The Myth of Market Research’s Failure

I am a professional market researcher and proud of it. The biggest value our firm offers is well-crafted, custom designed studies focused on helping clients make better business decisions. We are not one of the biggest market research companies, but we compete with the best of them by bringing senior level experience and marketing knowledge to our work.

That’s why it pains me to read pronouncements of the demise of traditional market research. Every week seems to bring a new declaration of the death of the focus group, survey or IDI, in favor of new approaches.

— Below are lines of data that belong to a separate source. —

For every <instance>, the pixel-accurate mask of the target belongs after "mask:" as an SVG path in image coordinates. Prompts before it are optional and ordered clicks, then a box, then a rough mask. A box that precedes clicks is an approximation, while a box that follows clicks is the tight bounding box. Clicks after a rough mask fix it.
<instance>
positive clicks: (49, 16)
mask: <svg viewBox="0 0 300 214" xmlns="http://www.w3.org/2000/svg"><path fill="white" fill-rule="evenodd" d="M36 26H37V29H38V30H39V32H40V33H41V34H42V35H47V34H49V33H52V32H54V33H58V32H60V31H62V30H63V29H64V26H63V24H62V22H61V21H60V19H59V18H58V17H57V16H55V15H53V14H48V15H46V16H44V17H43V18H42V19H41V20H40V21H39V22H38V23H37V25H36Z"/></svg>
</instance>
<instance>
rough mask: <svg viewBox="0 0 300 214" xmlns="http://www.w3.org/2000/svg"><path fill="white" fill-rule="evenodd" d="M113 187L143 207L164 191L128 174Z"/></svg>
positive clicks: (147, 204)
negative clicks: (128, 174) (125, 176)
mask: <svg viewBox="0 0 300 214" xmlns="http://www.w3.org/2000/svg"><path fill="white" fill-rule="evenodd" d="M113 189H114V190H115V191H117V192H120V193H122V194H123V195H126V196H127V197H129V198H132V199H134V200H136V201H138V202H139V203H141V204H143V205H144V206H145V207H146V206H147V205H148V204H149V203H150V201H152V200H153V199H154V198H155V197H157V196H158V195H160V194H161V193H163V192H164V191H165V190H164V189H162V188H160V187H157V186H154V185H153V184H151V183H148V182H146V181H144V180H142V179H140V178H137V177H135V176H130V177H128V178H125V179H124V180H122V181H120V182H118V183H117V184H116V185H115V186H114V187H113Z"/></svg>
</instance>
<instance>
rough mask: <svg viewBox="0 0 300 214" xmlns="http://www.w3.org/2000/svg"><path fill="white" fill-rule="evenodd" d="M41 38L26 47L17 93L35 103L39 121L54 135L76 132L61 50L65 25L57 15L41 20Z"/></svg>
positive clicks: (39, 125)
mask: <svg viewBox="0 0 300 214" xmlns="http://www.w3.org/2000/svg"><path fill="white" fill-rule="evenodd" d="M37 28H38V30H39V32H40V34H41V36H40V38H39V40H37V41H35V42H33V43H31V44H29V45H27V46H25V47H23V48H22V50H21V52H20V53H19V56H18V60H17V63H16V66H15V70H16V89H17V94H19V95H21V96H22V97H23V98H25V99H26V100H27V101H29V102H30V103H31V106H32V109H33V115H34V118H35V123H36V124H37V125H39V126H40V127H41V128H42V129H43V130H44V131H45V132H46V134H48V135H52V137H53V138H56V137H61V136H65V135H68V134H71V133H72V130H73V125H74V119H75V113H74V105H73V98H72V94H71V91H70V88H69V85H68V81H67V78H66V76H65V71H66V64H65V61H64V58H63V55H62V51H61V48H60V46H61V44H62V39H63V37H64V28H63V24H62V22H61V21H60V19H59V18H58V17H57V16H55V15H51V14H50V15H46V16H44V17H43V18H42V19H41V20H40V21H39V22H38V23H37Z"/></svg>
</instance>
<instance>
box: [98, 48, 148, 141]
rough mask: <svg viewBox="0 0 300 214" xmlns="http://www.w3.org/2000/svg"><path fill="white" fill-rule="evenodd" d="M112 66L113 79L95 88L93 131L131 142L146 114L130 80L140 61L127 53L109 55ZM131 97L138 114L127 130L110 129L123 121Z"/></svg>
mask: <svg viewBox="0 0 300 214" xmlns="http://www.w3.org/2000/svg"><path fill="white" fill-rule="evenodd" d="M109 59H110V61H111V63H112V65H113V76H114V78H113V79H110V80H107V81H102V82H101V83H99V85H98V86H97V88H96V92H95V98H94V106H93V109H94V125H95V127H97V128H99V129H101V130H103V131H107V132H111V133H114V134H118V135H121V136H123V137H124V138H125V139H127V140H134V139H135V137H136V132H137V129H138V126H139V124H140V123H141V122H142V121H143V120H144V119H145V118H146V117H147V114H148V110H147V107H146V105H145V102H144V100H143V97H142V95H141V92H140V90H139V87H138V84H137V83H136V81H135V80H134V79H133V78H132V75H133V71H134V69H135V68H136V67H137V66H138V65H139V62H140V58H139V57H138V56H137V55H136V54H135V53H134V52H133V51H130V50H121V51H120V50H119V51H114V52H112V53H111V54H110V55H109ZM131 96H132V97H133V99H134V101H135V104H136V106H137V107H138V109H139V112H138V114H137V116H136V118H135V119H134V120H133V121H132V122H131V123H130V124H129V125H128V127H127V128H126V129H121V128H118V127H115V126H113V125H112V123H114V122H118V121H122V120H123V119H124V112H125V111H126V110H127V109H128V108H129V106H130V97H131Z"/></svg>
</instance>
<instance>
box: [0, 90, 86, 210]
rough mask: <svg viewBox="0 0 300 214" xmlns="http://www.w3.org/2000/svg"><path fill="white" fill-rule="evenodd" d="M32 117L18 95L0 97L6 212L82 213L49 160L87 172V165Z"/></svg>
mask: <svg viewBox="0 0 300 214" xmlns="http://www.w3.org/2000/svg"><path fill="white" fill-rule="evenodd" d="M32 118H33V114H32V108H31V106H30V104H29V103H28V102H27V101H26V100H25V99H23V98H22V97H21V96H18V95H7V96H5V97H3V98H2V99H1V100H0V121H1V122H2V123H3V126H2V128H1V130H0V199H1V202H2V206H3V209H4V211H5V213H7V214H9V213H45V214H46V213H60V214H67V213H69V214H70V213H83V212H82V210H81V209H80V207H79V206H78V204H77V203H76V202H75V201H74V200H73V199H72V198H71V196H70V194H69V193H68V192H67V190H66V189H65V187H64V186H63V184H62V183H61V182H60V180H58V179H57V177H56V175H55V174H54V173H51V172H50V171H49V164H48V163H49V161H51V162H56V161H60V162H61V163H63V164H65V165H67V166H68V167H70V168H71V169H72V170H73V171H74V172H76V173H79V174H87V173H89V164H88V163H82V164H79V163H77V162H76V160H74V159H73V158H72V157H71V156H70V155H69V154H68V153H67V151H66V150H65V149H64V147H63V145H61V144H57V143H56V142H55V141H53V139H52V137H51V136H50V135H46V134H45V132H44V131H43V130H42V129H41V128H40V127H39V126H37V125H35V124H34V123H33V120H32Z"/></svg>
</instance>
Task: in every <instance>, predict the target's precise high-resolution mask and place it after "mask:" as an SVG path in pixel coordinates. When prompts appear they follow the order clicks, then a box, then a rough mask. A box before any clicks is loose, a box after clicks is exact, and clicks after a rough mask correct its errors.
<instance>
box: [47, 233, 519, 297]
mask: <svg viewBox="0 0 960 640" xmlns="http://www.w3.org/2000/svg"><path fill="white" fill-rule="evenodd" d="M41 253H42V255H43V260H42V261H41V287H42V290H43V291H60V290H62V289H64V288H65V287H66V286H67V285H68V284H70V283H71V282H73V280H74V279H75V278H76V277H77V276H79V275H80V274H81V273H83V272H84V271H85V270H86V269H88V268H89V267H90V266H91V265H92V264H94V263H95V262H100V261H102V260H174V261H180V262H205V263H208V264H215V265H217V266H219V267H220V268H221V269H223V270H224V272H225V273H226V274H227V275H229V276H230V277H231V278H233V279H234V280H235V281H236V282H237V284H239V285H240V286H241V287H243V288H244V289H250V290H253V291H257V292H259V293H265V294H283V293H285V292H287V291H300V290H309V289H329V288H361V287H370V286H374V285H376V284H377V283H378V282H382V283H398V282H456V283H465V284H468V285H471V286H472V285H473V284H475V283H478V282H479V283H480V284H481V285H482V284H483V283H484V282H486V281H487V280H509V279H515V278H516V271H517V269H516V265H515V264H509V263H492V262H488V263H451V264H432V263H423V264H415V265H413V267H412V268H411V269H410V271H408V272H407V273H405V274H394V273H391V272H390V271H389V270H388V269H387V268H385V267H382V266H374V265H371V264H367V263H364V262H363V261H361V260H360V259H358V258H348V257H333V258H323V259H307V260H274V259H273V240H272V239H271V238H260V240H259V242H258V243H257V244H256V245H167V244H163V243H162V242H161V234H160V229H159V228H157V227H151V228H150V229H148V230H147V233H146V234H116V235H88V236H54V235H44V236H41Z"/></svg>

There’s nothing wrong with getting excited about the potential of technology to grow the size of our MR tool box. We were among the first to leverage online focus groups and we have a research community.  But embracing new tools doesn’t make the old tools irrelevant. It also doesn’t diminish the importance of the professional researcher.

I firmly believe that who is drawing the research blueprints and doing the carpentering matters far more than the tools.

An article appeared today titled “The Myth of Market Research’s Failure” on the Research.com blog. I wish I had written it. Here are some of the ideas that grabbed me the most.

“I strongly believe that good experienced, senior researchers can – in most markets – answer 70% of the key marketing questions of 70% of major research clients by means of a research programm consisting of not more than a few focus groups, a reasonable sized survey and access to some sales, retail or media trend data.”

“There is an “if” of course – and this is sometimes a big if – they need to allocate enough time and thought to carefully design the study and analyse the results. This does not mean I am not a believer in many of the new MR methods, particularly some of the new neuroscience, customer panel and online qualitative approaches — let us ‘seniors’ incorporate some of those into the research program and my success estimate goes up to 80 or 90%! The core point I want to make though is that any systemic “failure” of market research is a failure to apply brainpower and thinking time – not primarily a failure of techniques. Too often, as an industry, we seem very ready to accept the hyped pronouncements that we simply cannot measure “emotion”, or “value” or be “predictive” and hence the need to abandon all our old ways and move holus-bolus to new methods. (Nigel Hollis’ recent post on why conventional research can – usually – measure and predict value offers useful light in this context: http://tinyurl.com/2fggstp). Let me repeat – I’m a huge fan of the new MR methods that are coming on-stream at the moment. But I’m also convinced that the big competitive advantage for most market research companies lies in addressing some quite basic faults in research practices. Faults in how we deploy two of our key resources:  brains and time.”

– – David McCallum and Alistair Gordon,  Gordon & McCallum

That’s strong stuff, and I wholeheartedly agree with Gordon and McCallum. In my experience, the problem with conventional research has little to do with the tools, and everything to do with failure to bring imagination and focus to the design, analysis and delivery of insights.

We have seen too many 200-page reports that outline every possible cut and permutation of the data yet leave the reader no more enlightened than she was before. Good analysis requires thinking about what to leave out as much as what to put in. It’s not about the volume of data, it’s about the clarity of the insight. Averages rarely reveal what is really going on. The real insights come from kicking the data, hard, until it yields a coherent narrative that can inspire new ideas and confident business decisions.